In the letter, Rosati explains why he believes it is so important for the association to publicly declare that it has 2021 as a target to find a cure for ALS. He refers to the initiative Man on the Moon launched by the JFK Administration, the increased awareness and funding granted last year to the disease as a consequence of the Ice Bucket Challenge, as well as scientific advancements made by researchers.
“I’m issuing this challenge because we need it. All of us,” explained Rosati. “This is more than an ALS challenge.
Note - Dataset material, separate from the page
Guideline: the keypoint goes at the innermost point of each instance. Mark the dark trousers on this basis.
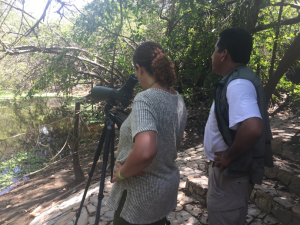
(120, 221)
It could be the story, the seemingly impossible objective that we can all rally behind, that can unite us – our land on the moon moment.” The patient added that there is currently more awareness, money and knowledge than ever before, but there is a lack of courage to believe in the cure.
“I guarantee you, saying that publicly, It will change the game,” stated Rosati. In order to help the ALS Association accomplish the proposed goal, the patient suggests that other patients, leading researchers, pharmaceutical companies, elected officials, government agencies and nonprofits gather in a room to discuss the problem.